As the health care industry continues to evolve, employers face the challenge of absorbing health insurance increases and the impact they have on the bottom line.
The rise in health care costs continues to be two to three times the rate of inflation. And, as employees are gearing up for open enrollment, employers are contemplating their benefit offerings for the coming year.
“Long-range planning for an employer’s group health plan used to mean a three- to five-year business plan that was drawn up between the company’s decision-makers and their benefit consultants,” says Chuck Whitford Jr., CLU, ChFC, a consultant for JRG Advisors, the management company for ChamberChoice. “Today, employers do not have that luxury and must review what they are doing at least annually.”
Smart Business spoke with Whitford about new trends in benefits that aim to lessen the financial burden on employers.
Why are employers reviewing their strategies on an annual basis?
The financial pressure on all employers increases every year. For example, employers’ contributions for family coverage have increased, on average, by 119 percent since 1999. Today, the average annual cost for family coverage is $12,680 and employers are contributing $9,325, on average. Many employers are paying substantially more and are reaching the breaking point.
What can an employer do to rein in costs?
The first thing employers need to do is look at redesigning their plans in a way that engages their employees. Despite increasing costs, about half of health programs do not have a deductible. If you are offering what amounts to first-dollar coverage, how would anyone expect an employee to understand the true costs of healthcare? Employees have been insulated from these costs since ‘managed care’ was introduced in the 1990s.
How are employers restructuring their health care plans?
The most common benefit designs today still include relatively low copayments for preventive services, such as office visits, routine physicals and immunizations. Deductibles are emerging as the norm when it comes to more costly services, such as diagnostic and outpatient services and inpatient hospital admissions. The implementation of a deductible has the immediate impact of reduced premiums from the insurance company. Oftentimes, the premium savings enables employers to offset the increased out-of-pocket costs for employees by helping them ‘fund’ some portion of the deductible. Depending on the amount of the upfront deductible, our discussions turn to health savings accounts (HSA) and health reimbursement accounts (HRA) and which of these options, if either, makes sense to accompany the deductible.
If an employer has a deductible, is it better to have an HSA or an HRA?
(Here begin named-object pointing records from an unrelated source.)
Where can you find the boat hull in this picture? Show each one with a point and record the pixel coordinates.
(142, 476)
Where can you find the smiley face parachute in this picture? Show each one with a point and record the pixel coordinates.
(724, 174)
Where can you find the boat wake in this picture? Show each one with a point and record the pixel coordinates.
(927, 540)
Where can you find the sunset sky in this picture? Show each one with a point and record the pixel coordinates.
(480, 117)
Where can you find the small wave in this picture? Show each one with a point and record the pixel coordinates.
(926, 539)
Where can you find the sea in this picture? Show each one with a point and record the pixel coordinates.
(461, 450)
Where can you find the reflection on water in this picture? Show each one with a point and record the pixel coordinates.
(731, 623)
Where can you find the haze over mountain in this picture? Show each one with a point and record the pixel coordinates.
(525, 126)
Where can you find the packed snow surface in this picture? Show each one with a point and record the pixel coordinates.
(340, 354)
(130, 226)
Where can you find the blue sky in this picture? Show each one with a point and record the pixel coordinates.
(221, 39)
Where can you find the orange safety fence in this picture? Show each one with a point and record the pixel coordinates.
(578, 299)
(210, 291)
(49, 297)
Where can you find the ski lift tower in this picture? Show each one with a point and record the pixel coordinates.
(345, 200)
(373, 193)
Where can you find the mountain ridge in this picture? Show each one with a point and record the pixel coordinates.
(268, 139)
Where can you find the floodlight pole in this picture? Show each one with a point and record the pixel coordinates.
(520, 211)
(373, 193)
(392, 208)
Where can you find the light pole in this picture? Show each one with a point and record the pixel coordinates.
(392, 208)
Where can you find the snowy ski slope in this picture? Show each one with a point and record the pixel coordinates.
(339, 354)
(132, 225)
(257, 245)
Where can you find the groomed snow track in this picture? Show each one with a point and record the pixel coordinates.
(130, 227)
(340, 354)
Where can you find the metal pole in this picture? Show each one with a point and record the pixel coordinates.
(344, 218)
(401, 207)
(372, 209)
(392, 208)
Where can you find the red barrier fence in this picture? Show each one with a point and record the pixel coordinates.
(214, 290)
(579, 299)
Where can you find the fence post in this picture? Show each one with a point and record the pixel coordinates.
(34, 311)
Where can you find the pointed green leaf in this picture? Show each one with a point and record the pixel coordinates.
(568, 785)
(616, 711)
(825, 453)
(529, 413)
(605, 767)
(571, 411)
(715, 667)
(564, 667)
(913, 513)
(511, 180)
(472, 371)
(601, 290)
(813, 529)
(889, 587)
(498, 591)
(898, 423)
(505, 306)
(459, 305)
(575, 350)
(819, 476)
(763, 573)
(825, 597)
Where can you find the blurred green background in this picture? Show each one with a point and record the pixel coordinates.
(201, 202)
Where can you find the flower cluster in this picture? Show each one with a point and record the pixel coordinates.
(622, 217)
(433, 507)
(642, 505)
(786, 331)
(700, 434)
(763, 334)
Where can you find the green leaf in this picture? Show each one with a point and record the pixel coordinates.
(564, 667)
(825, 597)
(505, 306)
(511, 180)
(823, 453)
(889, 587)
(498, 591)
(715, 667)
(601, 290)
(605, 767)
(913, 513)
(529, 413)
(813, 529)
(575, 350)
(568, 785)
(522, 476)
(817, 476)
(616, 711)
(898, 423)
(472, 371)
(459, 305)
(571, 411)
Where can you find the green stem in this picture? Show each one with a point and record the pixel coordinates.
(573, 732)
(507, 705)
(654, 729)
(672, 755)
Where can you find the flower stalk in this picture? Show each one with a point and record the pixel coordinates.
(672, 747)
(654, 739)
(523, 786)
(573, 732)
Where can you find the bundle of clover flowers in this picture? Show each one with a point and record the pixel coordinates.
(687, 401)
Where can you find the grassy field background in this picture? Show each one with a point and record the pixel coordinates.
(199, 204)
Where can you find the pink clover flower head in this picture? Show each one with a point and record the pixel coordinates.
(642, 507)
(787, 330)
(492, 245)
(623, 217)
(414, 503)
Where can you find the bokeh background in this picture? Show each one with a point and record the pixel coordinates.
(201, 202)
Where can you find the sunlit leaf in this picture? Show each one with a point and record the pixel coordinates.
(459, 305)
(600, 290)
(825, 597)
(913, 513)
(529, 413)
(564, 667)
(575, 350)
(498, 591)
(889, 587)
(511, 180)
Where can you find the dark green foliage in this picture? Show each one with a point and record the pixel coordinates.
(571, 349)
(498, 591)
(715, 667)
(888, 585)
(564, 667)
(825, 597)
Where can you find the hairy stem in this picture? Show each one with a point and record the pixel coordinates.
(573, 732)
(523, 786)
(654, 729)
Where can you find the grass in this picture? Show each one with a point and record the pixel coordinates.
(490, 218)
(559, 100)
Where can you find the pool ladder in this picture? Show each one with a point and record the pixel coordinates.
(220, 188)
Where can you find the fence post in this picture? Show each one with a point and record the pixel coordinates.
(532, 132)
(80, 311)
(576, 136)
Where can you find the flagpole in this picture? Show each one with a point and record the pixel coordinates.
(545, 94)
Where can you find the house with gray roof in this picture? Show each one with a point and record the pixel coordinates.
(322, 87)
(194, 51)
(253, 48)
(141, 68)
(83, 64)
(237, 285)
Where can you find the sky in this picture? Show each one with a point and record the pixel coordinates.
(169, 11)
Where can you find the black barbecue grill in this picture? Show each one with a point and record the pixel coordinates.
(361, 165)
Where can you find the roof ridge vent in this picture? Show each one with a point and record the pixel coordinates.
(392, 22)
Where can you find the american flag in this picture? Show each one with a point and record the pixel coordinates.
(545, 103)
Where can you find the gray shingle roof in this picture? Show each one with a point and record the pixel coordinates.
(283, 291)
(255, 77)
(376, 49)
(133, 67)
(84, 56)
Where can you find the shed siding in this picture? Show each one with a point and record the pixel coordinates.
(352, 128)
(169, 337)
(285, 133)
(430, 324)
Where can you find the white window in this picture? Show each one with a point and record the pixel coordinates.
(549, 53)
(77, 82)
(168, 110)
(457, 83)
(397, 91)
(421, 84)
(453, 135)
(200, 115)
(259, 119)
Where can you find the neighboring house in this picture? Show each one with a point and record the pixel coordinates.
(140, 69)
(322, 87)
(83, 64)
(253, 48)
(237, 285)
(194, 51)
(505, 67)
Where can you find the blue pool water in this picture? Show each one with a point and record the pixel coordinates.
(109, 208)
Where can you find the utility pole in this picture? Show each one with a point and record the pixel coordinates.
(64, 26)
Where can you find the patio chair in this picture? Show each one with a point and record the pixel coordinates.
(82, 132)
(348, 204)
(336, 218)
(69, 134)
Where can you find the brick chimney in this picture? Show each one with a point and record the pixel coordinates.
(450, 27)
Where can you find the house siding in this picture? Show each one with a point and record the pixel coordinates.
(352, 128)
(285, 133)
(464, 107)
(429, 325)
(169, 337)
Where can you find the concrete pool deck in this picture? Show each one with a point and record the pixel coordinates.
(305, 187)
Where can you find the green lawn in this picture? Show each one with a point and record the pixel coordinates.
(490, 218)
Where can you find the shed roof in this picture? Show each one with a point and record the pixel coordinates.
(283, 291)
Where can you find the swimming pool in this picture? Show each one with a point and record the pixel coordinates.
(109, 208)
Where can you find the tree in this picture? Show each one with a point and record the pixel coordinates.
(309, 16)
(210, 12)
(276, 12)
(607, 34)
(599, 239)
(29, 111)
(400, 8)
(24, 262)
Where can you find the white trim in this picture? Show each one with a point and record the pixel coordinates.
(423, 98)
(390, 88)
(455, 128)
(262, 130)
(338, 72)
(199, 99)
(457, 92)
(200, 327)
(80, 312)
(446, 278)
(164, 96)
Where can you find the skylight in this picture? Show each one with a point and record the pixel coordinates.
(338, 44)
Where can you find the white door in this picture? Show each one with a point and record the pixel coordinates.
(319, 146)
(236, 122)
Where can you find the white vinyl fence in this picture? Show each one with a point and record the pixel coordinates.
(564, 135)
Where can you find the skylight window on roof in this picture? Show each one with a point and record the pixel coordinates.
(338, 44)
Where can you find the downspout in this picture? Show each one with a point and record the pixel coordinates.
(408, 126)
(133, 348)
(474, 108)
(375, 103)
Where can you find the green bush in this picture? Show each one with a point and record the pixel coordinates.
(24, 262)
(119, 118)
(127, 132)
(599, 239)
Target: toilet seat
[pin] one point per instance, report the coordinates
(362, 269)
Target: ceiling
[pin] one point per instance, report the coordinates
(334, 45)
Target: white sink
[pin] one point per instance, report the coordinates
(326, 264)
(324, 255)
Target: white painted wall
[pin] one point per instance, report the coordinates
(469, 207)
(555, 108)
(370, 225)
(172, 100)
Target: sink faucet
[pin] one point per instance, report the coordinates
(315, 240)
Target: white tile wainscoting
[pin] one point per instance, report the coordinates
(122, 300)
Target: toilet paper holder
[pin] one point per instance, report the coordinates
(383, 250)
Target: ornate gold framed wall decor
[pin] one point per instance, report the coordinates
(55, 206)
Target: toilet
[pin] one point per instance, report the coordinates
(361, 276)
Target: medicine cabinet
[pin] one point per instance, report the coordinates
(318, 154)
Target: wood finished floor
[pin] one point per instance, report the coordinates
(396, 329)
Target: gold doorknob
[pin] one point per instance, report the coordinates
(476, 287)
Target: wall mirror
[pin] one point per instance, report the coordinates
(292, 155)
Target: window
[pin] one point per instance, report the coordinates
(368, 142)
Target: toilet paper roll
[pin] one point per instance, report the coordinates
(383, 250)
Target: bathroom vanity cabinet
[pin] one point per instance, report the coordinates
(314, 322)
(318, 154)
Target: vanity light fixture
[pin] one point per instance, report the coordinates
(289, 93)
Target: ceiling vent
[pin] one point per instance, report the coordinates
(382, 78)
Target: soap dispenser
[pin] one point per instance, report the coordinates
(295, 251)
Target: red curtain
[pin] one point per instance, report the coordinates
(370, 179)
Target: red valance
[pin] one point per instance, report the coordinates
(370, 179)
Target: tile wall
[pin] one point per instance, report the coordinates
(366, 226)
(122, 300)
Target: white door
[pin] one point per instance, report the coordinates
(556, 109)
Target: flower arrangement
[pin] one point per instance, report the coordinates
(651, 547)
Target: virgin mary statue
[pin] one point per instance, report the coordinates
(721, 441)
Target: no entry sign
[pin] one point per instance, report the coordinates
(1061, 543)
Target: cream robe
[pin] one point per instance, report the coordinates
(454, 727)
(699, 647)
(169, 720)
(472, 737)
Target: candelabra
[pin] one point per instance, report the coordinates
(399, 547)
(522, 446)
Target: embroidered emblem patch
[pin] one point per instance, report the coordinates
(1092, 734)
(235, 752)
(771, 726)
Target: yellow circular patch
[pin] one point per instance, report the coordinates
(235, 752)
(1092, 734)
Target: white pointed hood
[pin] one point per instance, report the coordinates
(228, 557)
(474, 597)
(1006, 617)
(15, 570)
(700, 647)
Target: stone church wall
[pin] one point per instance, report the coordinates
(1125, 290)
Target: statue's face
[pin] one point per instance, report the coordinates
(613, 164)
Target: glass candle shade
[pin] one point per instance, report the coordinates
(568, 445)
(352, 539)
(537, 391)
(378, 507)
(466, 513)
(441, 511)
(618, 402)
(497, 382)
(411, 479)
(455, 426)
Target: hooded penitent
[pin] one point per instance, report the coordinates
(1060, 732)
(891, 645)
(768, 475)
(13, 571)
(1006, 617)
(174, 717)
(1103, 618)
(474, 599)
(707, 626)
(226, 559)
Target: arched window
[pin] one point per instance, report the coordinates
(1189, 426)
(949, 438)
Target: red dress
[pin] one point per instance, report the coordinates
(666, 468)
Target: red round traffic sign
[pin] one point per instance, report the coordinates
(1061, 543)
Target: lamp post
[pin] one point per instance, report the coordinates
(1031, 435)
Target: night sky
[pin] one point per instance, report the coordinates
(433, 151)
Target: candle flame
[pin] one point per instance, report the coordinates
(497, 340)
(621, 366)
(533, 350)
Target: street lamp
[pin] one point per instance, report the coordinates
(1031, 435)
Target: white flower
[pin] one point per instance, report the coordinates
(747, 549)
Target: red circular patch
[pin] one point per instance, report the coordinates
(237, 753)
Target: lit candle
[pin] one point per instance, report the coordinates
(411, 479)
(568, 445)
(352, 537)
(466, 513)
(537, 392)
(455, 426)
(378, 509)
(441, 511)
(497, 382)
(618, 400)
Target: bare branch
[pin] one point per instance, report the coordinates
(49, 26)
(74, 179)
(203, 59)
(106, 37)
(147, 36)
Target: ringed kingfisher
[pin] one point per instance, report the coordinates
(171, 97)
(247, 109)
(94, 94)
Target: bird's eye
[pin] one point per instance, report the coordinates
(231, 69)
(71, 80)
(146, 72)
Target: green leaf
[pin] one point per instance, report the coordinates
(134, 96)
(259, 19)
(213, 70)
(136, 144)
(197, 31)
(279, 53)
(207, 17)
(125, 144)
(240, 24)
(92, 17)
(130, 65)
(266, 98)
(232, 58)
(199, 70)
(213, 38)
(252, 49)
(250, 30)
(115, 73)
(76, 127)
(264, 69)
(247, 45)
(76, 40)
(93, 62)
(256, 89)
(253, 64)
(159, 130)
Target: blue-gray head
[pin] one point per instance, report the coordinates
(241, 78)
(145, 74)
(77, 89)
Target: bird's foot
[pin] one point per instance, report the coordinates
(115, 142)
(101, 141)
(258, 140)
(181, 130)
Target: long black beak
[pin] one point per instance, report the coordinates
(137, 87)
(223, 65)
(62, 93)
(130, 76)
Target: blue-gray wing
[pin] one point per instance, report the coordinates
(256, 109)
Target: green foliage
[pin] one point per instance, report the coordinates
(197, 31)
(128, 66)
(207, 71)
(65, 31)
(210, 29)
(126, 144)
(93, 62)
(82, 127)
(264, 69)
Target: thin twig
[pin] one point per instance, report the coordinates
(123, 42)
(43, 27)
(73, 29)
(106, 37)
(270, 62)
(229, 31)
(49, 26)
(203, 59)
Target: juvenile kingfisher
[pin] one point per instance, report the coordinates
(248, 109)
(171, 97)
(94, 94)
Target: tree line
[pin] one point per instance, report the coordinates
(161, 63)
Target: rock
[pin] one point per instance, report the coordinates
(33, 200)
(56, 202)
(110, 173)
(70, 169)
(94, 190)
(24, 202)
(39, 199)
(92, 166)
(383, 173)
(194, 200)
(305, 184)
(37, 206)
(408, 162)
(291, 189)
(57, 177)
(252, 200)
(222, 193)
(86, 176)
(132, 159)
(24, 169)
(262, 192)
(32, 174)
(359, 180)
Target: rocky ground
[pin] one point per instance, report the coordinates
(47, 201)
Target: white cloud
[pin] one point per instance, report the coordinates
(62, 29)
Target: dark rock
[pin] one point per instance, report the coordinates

It depends, as both concepts have advantages and disadvantages. Employers can fund either, but all contributions to an employee’s HSA vest immediately. Under an HRA, an employer isn’t funding separate savings accounts but instead is typically only reimbursing a portion of the deductible as employees and dependents incur expenses. In addition, most HRAs do not allow this liability to ‘roll over’ from year to year. Generally, we see deductible reimbursement equal to approximately 50 percent of the employer’s total deductible liability. HRAs have the same regulations that any other self-funded medical reimbursement plan has. To qualify for an HSA, your plan has to meet more stringent federal guidelines. For example, there must be a minimum deductible of $1,150 for single coverage and $2,300 for family coverage (2009 limits). It is important to keep in mind that the deductible applies to all nonpreventive services.
How else are employers getting their employees engaged to control costs?
Employers today are becoming more aware of the benefits of improving their employees’ overall health. Many companies offer financial incentives to employees who have healthy habits and lifestyles or those who participate in workplace wellness programs. More than half of firms with less than 200 employees and more than three out of four of larger firms offer at least one wellness program. The most important goals of any wellness initiative are to get employees to understand their own risk factors (through completing a health risk assessment questionnaire) and to get them to see a physician.
Are there any other strategies employers should consider?
In order to reduce these rising health care costs, some employers have adopted group health plan provisions restricting coverage of spouses. Typically referred to as ‘working spouse provisions,’ this restricts coverage for employees’ spouses who are eligible for other coverage, such as through the their employer. Some employers are charging an additional premium or contribution referred to as a ‘spousal surcharge’ where an employee must pay for coverage for their spouse who has other coverage available and chooses not to enroll in that coverage.